State of New York Supreme Court, Appellate Division Third Judicial Department
May 17, 2012
IN THE MATTER OF THE CLAIM OF YOU CAI ZHANG, RESPONDENT,
TONY'S MARBLE & GRANITE SUPPLY CORPORATION,
APPELLANT. WORKERS' COMPENSATION BOARD, RESPONDENT.
Appeals (1) from a decision of the Workers' Compensation Board, filed May 28, 2010, which ruled that the application of Tony's Marble & Granite Supply Corporation for review of a Workers' Compensation Law Judge's decision was untimely, and (2) from a decision of said Board, filed March 10, 2011, which denied a request for reconsideration and/or full Board review.
The opinion of the court was delivered by: Rose, J.
MEMORANDUM AND ORDER
Calendar Date: April 23, 2012
Before: Mercure, J.P., Rose, Stein, Garry and Egan Jr., JJ.
By decision filed November 27, 2009, a Workers' Compensation Law Judge (hereinafter WCLJ) determined that claimant sustained a work-related injury and awarded benefits. On January 12, 2010, Tony's Marble & Granite Supply Corporation (hereinafter the employer) submitted an appeal from that decision. The Workers' Compensation Board deemed the appeal as untimely and also denied a subsequent application from the employer for reconsideration or full Board review. These appeals ensued.
We affirm. An application for review of a WCLJ's decision must be in writing and filed within 30 days after notice of filing of that decision (see Workers' Compensation Law § 23). Such written application shall be accompanied by a cover sheet form prescribed by the chair, specify the issues and grounds for such review and include proof of service upon all parties in interest (see 12 NYCRR 300.13 [a]; see also Matter of Priola v Andrews Staffing, 305 AD2d 900, 901 ). Here, although the employer notified the Board of its intent to appeal by letter dated December 23, 2009, it did not file the complete application until after the 30-day time limit had expired.

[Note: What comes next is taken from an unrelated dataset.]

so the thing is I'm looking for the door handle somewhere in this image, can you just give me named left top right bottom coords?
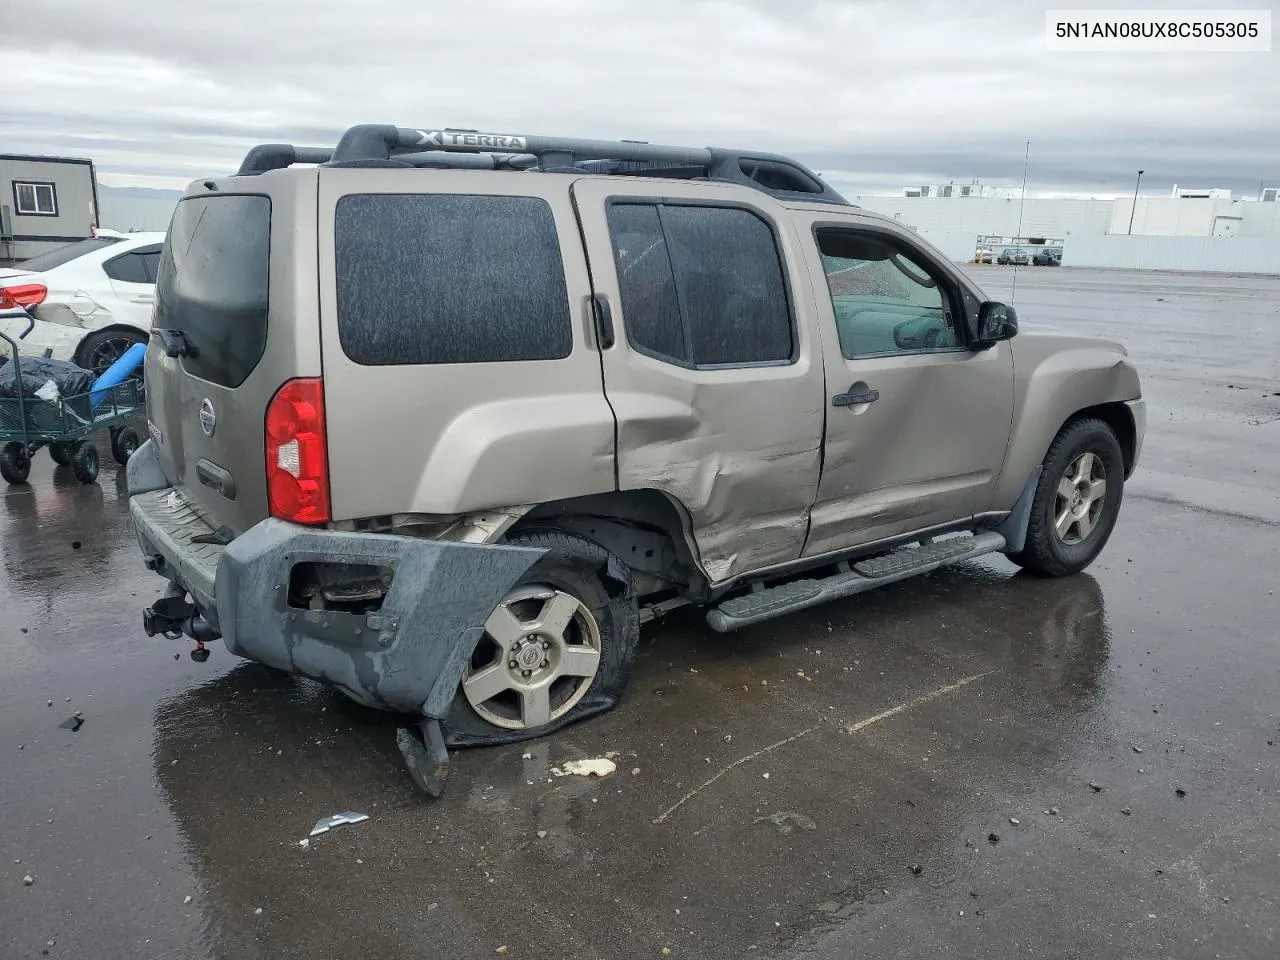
left=590, top=294, right=615, bottom=350
left=832, top=386, right=879, bottom=407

It is within the Board's province to determine the timeliness of an appeal and, upon our review of the record herein and given the evidence of the lack of compliance with the relevant regulations, we find no reason to disturb the Board's decision (see Matter of Priola v Andrews Staffing, 305 AD2d at 901). Furthermore, we are unpersuaded by the employer's contention that the denial of its application for reconsideration or full Board review was either arbitrary and capricious or an abuse of discretion (see Matter of Paivanas v Resource Ctr., 77 AD3d 993 , lv dismissed 16 NY3d 781 ), notwithstanding its belated submission of an additional set of documents purportedly evincing a timely appeal from the WCLJ's decision.
Mercure, J.P., Stein, Garry and Egan Jr., JJ., concur.
ORDERED that the decisions are affirmed, without costs.